Ich halte nur kurz und fahre dann weiter zum Sands Beach. Noch einmal am Sandstrand stehen.
Auch hier gibt es einen Ocean Trail, doch nachdem ich die ersten Felsblöcke erklettert habe, verlässt mich die Kraft und ich kehre um.
Treffe auf einen Fotografen der mir lächelnd zuruft, dass wir uns heute schon das drittemal begegnen und mir fällt nur ein, ihm zu entgegnen, dass das stimmt. Wann habe ich eigentlich das Flirten verlernt? Vielleicht hätten wir gemeinsam den Sonnenuntergang fotografieren können ? Na egal, ich bin ganz schön geschafft. Kann man sich auch an intensiven Eindrücken so übersättigen, dass einem schlecht davon wird? Fast hat es den Eindruck, die Vernunft siegt und ich kehre in mein Inn zurück
Nach einer kurzen Erholungspause geh ich aus zu einem zeitigen Dinner.
Dann packe ich meine Sachen, morgen starte ich früh. 650 Kilometer die Küste entlang zurück nach Boston und weiter nach Cap Code liegen vor mir.
Wer hat sich eigentlich diese Route ausgedacht ?
Sylvia
Liebe Yvonne, dein Suchen ist mir so vertraut.
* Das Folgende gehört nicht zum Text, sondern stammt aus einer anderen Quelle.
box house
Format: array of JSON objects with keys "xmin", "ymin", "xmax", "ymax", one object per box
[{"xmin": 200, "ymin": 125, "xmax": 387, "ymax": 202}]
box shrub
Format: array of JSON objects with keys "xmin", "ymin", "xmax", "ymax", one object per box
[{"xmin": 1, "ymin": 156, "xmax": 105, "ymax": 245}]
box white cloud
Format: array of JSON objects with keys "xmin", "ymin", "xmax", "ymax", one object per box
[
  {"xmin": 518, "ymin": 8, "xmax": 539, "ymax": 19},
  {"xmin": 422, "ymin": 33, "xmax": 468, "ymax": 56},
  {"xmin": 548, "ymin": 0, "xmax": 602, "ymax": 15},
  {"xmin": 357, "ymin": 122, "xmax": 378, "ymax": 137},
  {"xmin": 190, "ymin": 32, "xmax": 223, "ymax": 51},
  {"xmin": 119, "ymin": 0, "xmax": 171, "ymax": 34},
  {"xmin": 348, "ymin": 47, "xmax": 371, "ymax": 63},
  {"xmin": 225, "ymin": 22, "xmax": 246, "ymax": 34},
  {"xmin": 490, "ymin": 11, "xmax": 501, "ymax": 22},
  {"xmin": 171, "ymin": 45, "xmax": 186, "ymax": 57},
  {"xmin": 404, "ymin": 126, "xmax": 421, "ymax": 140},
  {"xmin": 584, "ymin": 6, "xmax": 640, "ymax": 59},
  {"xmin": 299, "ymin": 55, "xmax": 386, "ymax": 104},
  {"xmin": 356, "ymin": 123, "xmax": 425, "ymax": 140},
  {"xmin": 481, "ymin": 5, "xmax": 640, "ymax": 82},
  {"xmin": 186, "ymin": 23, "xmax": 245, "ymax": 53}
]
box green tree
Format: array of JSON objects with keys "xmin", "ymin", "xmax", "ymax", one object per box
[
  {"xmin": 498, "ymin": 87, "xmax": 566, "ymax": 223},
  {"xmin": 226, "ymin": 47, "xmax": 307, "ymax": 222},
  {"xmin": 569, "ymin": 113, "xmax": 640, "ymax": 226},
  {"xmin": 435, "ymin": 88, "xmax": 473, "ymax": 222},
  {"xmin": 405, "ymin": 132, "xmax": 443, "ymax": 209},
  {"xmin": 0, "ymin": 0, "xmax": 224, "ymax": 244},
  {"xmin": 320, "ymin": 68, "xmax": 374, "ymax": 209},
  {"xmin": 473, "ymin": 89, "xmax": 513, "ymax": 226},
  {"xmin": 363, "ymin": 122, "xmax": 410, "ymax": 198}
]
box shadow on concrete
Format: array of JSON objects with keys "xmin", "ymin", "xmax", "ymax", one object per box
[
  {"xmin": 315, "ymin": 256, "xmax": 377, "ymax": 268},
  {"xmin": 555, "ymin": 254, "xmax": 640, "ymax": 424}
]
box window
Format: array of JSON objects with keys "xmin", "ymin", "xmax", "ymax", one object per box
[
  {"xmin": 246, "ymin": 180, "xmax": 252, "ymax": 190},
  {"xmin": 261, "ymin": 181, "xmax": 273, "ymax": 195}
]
Auch dein Zweifeln. Und das immer wieder neu in dir/mir erwachende Vertrauen, dass alles gut wird, wenn wir sind, wer wir wirklich sind. Ich bin fest davon überzeugt, dass du belohnt werden wirst für deinen Mut, Altes, inzwischen Überholtes, loszulassen. Wenn du verstehst, dass alles, was du bisher getan hast, dir helfen wird auf dem Weg, den du in Zukunft gehen wirst. Was das konkret sein wird, wird sich mit der Zeit klären. Und ich bin sicher, es wird so bunt sein wie der Indian Summer, durch den du gerade reist, um letztlich dir selber noch näher zu kommen. Schau doch mal unter dem Stichwort „millionways“ ins Netz – ich glaube, das ist inspirierend für dich …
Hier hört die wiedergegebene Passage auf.